By Toby Sterling
AMSTERDAM (Reuters) – The new government of Dutch Prime Minister Mark Rutte was expected to ease a month-long COVID-19 lockdown on Friday, as popular support for it is evaporating despite strain on hospitals and record new infections.
Most stores, hairdressers and gyms will be allowed to reopen, national broadcaster NOS reported, citing government sources. Restaurants are expected to remain closed except for takeaway service.
Rutte, whose cabinet was installed on Monday, is due to make a televised address to the nation at 1800 GMT.
His caretaker government ordered the lockdown in mid-December as a wave of the Delta variant forced the health system to cancel all but the most urgent care and it appeared rising Omicron cases would overwhelm it.
Infections have continued to rise despite the lockdown, which bans all public gatherings, with a record of more than 200,000 in the week through Jan. 11, according to the Netherlands Institute for Health (RIVM). But hospitalizations declined slightly.
A poll by Hart van Nederland published on Friday found that 89% of people supported reopening stores and a majority support reopening restaurants and cultural institutions.
More than 86% of Dutch adults are fully vaccinated and nearly 50% received a booster shot during a major campaign during the lockdown.

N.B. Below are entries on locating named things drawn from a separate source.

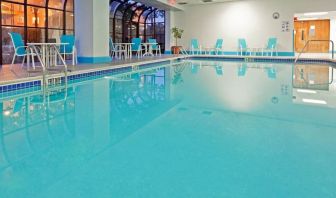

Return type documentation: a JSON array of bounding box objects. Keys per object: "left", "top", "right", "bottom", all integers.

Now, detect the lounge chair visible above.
[
  {"left": 59, "top": 35, "right": 78, "bottom": 65},
  {"left": 8, "top": 32, "right": 37, "bottom": 69},
  {"left": 148, "top": 39, "right": 161, "bottom": 56},
  {"left": 238, "top": 63, "right": 247, "bottom": 77},
  {"left": 213, "top": 39, "right": 224, "bottom": 55},
  {"left": 191, "top": 39, "right": 202, "bottom": 55},
  {"left": 131, "top": 38, "right": 142, "bottom": 58},
  {"left": 109, "top": 37, "right": 127, "bottom": 58},
  {"left": 238, "top": 38, "right": 251, "bottom": 56}
]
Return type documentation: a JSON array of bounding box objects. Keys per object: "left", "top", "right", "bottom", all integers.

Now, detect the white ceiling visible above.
[{"left": 176, "top": 0, "right": 242, "bottom": 5}]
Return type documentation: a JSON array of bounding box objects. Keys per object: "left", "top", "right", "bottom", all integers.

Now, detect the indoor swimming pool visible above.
[{"left": 0, "top": 59, "right": 336, "bottom": 198}]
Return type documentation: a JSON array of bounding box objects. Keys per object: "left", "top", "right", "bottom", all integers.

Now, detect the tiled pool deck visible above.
[
  {"left": 0, "top": 55, "right": 336, "bottom": 93},
  {"left": 0, "top": 55, "right": 180, "bottom": 86}
]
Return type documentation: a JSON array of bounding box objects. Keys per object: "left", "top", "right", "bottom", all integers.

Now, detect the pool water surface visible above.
[{"left": 0, "top": 60, "right": 336, "bottom": 198}]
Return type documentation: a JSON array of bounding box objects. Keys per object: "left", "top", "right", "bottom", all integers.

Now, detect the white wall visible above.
[
  {"left": 330, "top": 16, "right": 336, "bottom": 52},
  {"left": 75, "top": 0, "right": 110, "bottom": 62},
  {"left": 170, "top": 0, "right": 336, "bottom": 55}
]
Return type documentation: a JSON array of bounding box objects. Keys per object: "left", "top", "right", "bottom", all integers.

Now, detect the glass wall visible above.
[
  {"left": 0, "top": 0, "right": 74, "bottom": 64},
  {"left": 110, "top": 0, "right": 165, "bottom": 51}
]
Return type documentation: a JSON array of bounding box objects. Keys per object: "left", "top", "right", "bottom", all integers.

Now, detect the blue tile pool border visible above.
[{"left": 0, "top": 56, "right": 336, "bottom": 94}]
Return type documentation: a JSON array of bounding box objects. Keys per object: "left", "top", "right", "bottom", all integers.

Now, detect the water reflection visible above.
[
  {"left": 0, "top": 61, "right": 336, "bottom": 197},
  {"left": 0, "top": 68, "right": 175, "bottom": 197}
]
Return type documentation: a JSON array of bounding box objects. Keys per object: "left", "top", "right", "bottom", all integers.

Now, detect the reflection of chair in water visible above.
[
  {"left": 238, "top": 63, "right": 247, "bottom": 77},
  {"left": 215, "top": 65, "right": 224, "bottom": 76},
  {"left": 267, "top": 67, "right": 276, "bottom": 79},
  {"left": 191, "top": 63, "right": 201, "bottom": 74}
]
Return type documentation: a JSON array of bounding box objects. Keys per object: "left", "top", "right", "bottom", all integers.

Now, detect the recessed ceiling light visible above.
[
  {"left": 303, "top": 12, "right": 328, "bottom": 16},
  {"left": 297, "top": 89, "right": 317, "bottom": 94},
  {"left": 302, "top": 98, "right": 327, "bottom": 105},
  {"left": 298, "top": 17, "right": 318, "bottom": 21}
]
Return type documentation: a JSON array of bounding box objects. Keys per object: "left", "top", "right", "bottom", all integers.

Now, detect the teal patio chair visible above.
[
  {"left": 109, "top": 37, "right": 127, "bottom": 58},
  {"left": 238, "top": 63, "right": 247, "bottom": 77},
  {"left": 131, "top": 38, "right": 142, "bottom": 58},
  {"left": 215, "top": 65, "right": 224, "bottom": 76},
  {"left": 59, "top": 35, "right": 78, "bottom": 65},
  {"left": 8, "top": 32, "right": 37, "bottom": 69},
  {"left": 262, "top": 38, "right": 278, "bottom": 56},
  {"left": 267, "top": 67, "right": 276, "bottom": 79},
  {"left": 191, "top": 39, "right": 202, "bottom": 55},
  {"left": 214, "top": 39, "right": 224, "bottom": 55},
  {"left": 148, "top": 39, "right": 161, "bottom": 56},
  {"left": 238, "top": 38, "right": 251, "bottom": 56}
]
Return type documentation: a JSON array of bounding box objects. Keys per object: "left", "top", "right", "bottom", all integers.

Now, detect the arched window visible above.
[
  {"left": 0, "top": 0, "right": 74, "bottom": 64},
  {"left": 110, "top": 0, "right": 165, "bottom": 50}
]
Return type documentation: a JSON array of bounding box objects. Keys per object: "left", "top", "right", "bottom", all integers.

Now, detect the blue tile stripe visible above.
[
  {"left": 0, "top": 56, "right": 336, "bottom": 93},
  {"left": 0, "top": 80, "right": 41, "bottom": 93}
]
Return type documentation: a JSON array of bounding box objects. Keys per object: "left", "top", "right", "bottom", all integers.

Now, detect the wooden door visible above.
[{"left": 294, "top": 19, "right": 330, "bottom": 53}]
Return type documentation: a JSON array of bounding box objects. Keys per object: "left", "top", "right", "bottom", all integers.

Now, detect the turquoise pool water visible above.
[{"left": 0, "top": 61, "right": 336, "bottom": 198}]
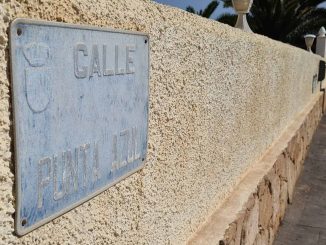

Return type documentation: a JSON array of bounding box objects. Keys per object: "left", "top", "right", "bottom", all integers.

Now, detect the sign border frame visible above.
[{"left": 9, "top": 18, "right": 151, "bottom": 236}]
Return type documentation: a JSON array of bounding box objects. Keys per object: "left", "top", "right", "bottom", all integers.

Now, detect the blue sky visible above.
[{"left": 154, "top": 0, "right": 326, "bottom": 19}]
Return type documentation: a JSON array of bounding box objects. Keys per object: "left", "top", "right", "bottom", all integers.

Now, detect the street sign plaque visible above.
[{"left": 10, "top": 19, "right": 149, "bottom": 235}]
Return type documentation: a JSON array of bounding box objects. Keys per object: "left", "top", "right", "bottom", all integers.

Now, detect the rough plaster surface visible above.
[
  {"left": 0, "top": 0, "right": 324, "bottom": 244},
  {"left": 188, "top": 92, "right": 325, "bottom": 245}
]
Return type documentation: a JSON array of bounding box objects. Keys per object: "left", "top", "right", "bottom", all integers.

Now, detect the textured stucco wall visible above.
[{"left": 0, "top": 0, "right": 318, "bottom": 244}]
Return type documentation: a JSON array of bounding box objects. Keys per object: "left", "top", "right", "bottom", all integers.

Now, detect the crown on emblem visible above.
[{"left": 23, "top": 43, "right": 50, "bottom": 67}]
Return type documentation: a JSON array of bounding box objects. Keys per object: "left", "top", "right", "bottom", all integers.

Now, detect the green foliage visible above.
[
  {"left": 217, "top": 0, "right": 326, "bottom": 48},
  {"left": 186, "top": 0, "right": 219, "bottom": 18}
]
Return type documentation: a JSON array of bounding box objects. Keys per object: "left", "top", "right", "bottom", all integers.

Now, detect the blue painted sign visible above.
[{"left": 10, "top": 19, "right": 149, "bottom": 235}]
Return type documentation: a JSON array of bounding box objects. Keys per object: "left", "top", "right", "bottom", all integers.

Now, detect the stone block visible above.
[
  {"left": 240, "top": 196, "right": 259, "bottom": 245},
  {"left": 258, "top": 178, "right": 273, "bottom": 230}
]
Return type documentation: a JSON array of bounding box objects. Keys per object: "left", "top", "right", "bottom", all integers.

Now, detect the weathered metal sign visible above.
[{"left": 10, "top": 19, "right": 149, "bottom": 235}]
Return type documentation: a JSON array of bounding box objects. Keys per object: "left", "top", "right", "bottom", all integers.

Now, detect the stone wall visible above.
[
  {"left": 189, "top": 94, "right": 324, "bottom": 245},
  {"left": 0, "top": 0, "right": 320, "bottom": 244}
]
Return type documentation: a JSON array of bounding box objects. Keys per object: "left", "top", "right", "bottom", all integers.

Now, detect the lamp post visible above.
[
  {"left": 232, "top": 0, "right": 253, "bottom": 32},
  {"left": 304, "top": 34, "right": 316, "bottom": 53},
  {"left": 316, "top": 27, "right": 326, "bottom": 58}
]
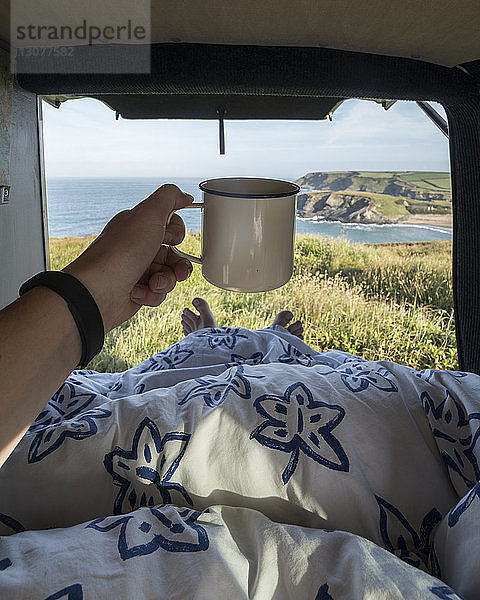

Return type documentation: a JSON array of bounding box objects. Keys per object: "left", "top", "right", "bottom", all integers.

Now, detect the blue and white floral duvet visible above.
[{"left": 0, "top": 327, "right": 480, "bottom": 600}]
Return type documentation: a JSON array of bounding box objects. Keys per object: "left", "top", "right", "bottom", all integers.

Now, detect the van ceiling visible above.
[{"left": 0, "top": 0, "right": 480, "bottom": 67}]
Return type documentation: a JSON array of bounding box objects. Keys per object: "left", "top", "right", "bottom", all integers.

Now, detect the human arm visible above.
[{"left": 0, "top": 185, "right": 192, "bottom": 466}]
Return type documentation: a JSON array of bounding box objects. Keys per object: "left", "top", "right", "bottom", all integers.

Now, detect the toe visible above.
[
  {"left": 272, "top": 310, "right": 293, "bottom": 327},
  {"left": 192, "top": 298, "right": 217, "bottom": 327},
  {"left": 287, "top": 321, "right": 303, "bottom": 338}
]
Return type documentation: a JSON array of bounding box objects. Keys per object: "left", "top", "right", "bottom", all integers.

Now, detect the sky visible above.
[{"left": 43, "top": 99, "right": 449, "bottom": 180}]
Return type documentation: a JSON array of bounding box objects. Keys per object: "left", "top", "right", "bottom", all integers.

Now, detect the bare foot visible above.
[
  {"left": 272, "top": 310, "right": 303, "bottom": 340},
  {"left": 182, "top": 298, "right": 217, "bottom": 335}
]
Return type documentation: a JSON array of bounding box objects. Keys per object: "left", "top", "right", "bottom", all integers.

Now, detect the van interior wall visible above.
[{"left": 0, "top": 50, "right": 47, "bottom": 308}]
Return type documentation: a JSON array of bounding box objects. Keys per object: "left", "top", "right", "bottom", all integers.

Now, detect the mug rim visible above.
[{"left": 198, "top": 177, "right": 300, "bottom": 198}]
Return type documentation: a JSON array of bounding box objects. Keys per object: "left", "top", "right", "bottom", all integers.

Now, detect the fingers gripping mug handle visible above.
[{"left": 167, "top": 202, "right": 203, "bottom": 265}]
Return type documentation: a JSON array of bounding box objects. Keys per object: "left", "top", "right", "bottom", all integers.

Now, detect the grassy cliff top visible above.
[{"left": 297, "top": 171, "right": 451, "bottom": 200}]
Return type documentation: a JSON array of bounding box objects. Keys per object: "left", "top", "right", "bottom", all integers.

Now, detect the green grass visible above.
[{"left": 50, "top": 234, "right": 457, "bottom": 372}]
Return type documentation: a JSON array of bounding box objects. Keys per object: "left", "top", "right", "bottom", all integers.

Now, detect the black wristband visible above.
[{"left": 18, "top": 271, "right": 105, "bottom": 369}]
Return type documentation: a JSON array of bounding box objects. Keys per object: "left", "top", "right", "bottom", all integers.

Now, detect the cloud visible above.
[{"left": 44, "top": 99, "right": 449, "bottom": 179}]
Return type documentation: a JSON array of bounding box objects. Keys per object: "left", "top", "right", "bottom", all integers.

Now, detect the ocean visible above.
[{"left": 47, "top": 177, "right": 452, "bottom": 244}]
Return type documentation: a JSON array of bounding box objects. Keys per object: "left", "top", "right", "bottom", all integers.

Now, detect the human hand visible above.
[{"left": 63, "top": 184, "right": 193, "bottom": 332}]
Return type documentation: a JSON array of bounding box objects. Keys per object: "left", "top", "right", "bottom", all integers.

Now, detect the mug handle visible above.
[{"left": 167, "top": 202, "right": 203, "bottom": 265}]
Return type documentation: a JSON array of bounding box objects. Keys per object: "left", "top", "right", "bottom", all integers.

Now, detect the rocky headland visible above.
[{"left": 297, "top": 171, "right": 452, "bottom": 227}]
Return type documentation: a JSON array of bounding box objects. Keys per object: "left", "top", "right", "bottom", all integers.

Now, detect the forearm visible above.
[{"left": 0, "top": 287, "right": 82, "bottom": 466}]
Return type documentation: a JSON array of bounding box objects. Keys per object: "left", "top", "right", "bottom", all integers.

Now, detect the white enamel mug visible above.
[{"left": 172, "top": 177, "right": 300, "bottom": 292}]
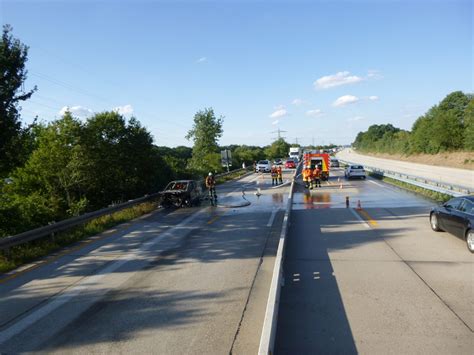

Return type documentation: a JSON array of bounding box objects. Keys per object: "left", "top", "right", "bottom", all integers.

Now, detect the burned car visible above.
[{"left": 160, "top": 180, "right": 203, "bottom": 207}]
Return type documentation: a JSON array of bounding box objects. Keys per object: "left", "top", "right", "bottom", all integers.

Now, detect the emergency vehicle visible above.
[{"left": 303, "top": 152, "right": 331, "bottom": 180}]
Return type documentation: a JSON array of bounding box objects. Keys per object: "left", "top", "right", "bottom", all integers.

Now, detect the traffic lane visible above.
[
  {"left": 0, "top": 209, "right": 202, "bottom": 327},
  {"left": 2, "top": 211, "right": 282, "bottom": 353},
  {"left": 337, "top": 150, "right": 474, "bottom": 191},
  {"left": 293, "top": 169, "right": 434, "bottom": 209},
  {"left": 276, "top": 209, "right": 472, "bottom": 353},
  {"left": 0, "top": 177, "right": 262, "bottom": 327},
  {"left": 0, "top": 177, "right": 288, "bottom": 349},
  {"left": 360, "top": 208, "right": 474, "bottom": 332}
]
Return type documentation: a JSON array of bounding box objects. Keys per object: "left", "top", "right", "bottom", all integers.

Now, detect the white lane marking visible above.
[
  {"left": 369, "top": 180, "right": 385, "bottom": 187},
  {"left": 267, "top": 208, "right": 279, "bottom": 227},
  {"left": 0, "top": 209, "right": 207, "bottom": 344},
  {"left": 349, "top": 208, "right": 370, "bottom": 229}
]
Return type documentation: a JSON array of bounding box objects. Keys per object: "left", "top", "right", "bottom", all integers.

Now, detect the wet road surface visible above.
[
  {"left": 0, "top": 172, "right": 291, "bottom": 354},
  {"left": 276, "top": 169, "right": 474, "bottom": 354}
]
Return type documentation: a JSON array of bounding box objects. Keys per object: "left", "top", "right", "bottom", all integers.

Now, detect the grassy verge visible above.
[
  {"left": 369, "top": 173, "right": 452, "bottom": 202},
  {"left": 0, "top": 170, "right": 252, "bottom": 273},
  {"left": 0, "top": 202, "right": 157, "bottom": 273}
]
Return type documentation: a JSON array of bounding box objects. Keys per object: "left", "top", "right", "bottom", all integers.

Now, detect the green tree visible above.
[
  {"left": 232, "top": 145, "right": 265, "bottom": 166},
  {"left": 265, "top": 138, "right": 290, "bottom": 159},
  {"left": 186, "top": 108, "right": 224, "bottom": 171},
  {"left": 0, "top": 25, "right": 36, "bottom": 177},
  {"left": 0, "top": 112, "right": 171, "bottom": 239},
  {"left": 464, "top": 99, "right": 474, "bottom": 151}
]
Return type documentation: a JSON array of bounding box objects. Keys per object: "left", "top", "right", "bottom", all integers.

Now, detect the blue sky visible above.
[{"left": 0, "top": 0, "right": 474, "bottom": 146}]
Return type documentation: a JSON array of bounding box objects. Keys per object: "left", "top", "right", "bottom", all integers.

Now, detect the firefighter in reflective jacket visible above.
[
  {"left": 311, "top": 165, "right": 321, "bottom": 188},
  {"left": 303, "top": 168, "right": 311, "bottom": 188},
  {"left": 270, "top": 166, "right": 278, "bottom": 185}
]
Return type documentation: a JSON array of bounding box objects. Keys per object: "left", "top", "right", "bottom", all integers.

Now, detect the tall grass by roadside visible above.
[
  {"left": 0, "top": 202, "right": 157, "bottom": 273},
  {"left": 369, "top": 173, "right": 452, "bottom": 203}
]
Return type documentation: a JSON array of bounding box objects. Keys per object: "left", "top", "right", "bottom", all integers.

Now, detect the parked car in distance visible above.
[
  {"left": 430, "top": 195, "right": 474, "bottom": 253},
  {"left": 256, "top": 160, "right": 272, "bottom": 173},
  {"left": 285, "top": 159, "right": 296, "bottom": 169},
  {"left": 160, "top": 180, "right": 203, "bottom": 207},
  {"left": 344, "top": 165, "right": 367, "bottom": 179}
]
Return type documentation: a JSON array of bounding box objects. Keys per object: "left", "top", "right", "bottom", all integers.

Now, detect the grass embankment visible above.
[
  {"left": 369, "top": 173, "right": 452, "bottom": 202},
  {"left": 0, "top": 202, "right": 157, "bottom": 273},
  {"left": 0, "top": 170, "right": 252, "bottom": 273},
  {"left": 362, "top": 152, "right": 474, "bottom": 170}
]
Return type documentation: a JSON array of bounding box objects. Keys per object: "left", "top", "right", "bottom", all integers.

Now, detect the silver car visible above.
[
  {"left": 255, "top": 160, "right": 272, "bottom": 173},
  {"left": 344, "top": 165, "right": 367, "bottom": 179}
]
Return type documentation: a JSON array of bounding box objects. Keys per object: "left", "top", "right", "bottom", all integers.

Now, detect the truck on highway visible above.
[
  {"left": 303, "top": 151, "right": 331, "bottom": 180},
  {"left": 288, "top": 147, "right": 301, "bottom": 161}
]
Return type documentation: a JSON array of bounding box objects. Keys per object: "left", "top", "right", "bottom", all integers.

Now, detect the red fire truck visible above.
[{"left": 303, "top": 152, "right": 331, "bottom": 180}]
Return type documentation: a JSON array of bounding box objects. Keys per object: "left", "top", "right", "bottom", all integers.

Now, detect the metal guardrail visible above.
[
  {"left": 339, "top": 159, "right": 473, "bottom": 197},
  {"left": 0, "top": 169, "right": 247, "bottom": 250},
  {"left": 258, "top": 163, "right": 301, "bottom": 355}
]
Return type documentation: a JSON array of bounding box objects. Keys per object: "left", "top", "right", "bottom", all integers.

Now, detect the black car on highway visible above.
[
  {"left": 430, "top": 195, "right": 474, "bottom": 253},
  {"left": 160, "top": 180, "right": 203, "bottom": 207}
]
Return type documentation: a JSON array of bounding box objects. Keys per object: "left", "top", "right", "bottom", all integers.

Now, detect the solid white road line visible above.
[
  {"left": 267, "top": 208, "right": 279, "bottom": 227},
  {"left": 349, "top": 208, "right": 370, "bottom": 229}
]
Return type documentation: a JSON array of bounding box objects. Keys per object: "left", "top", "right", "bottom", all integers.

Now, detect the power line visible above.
[{"left": 271, "top": 127, "right": 287, "bottom": 139}]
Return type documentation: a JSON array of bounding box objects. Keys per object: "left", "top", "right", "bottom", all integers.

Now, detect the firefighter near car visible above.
[
  {"left": 303, "top": 168, "right": 311, "bottom": 188},
  {"left": 206, "top": 172, "right": 217, "bottom": 206},
  {"left": 270, "top": 166, "right": 278, "bottom": 186},
  {"left": 277, "top": 166, "right": 283, "bottom": 184},
  {"left": 303, "top": 152, "right": 331, "bottom": 181},
  {"left": 310, "top": 165, "right": 321, "bottom": 189}
]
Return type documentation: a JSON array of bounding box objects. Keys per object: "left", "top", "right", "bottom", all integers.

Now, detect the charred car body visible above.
[{"left": 160, "top": 180, "right": 203, "bottom": 207}]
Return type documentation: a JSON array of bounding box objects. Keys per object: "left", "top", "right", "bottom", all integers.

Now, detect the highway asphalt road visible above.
[
  {"left": 0, "top": 172, "right": 291, "bottom": 354},
  {"left": 275, "top": 169, "right": 474, "bottom": 354},
  {"left": 337, "top": 149, "right": 474, "bottom": 191}
]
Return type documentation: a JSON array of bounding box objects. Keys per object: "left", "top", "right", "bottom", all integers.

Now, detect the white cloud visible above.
[
  {"left": 306, "top": 108, "right": 323, "bottom": 117},
  {"left": 313, "top": 71, "right": 364, "bottom": 89},
  {"left": 332, "top": 95, "right": 359, "bottom": 107},
  {"left": 367, "top": 69, "right": 383, "bottom": 80},
  {"left": 114, "top": 105, "right": 133, "bottom": 116},
  {"left": 347, "top": 116, "right": 364, "bottom": 122},
  {"left": 59, "top": 106, "right": 94, "bottom": 118},
  {"left": 268, "top": 108, "right": 288, "bottom": 118}
]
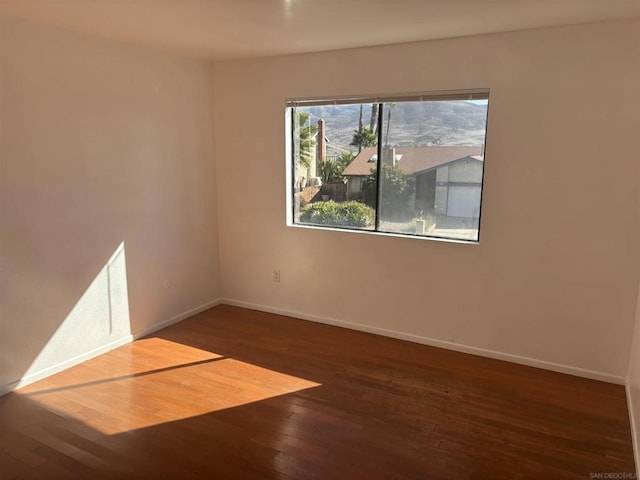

Among other changes to policy expected on Friday, the incoming Health Minister Ernst Kuipers is expected to shorten the period during which people exposed to, but not infected with, the virus are obliged to quarantine.
Primary schools have been open since Jan. 10 after a longer-than-planned closure for winter holidays, but classes are frequently dismissed after students or teachers are exposed.
Kuipers may also seek to expand the use of face masks. Adherence to rules, such as wearing them in grocery stores, is patchy.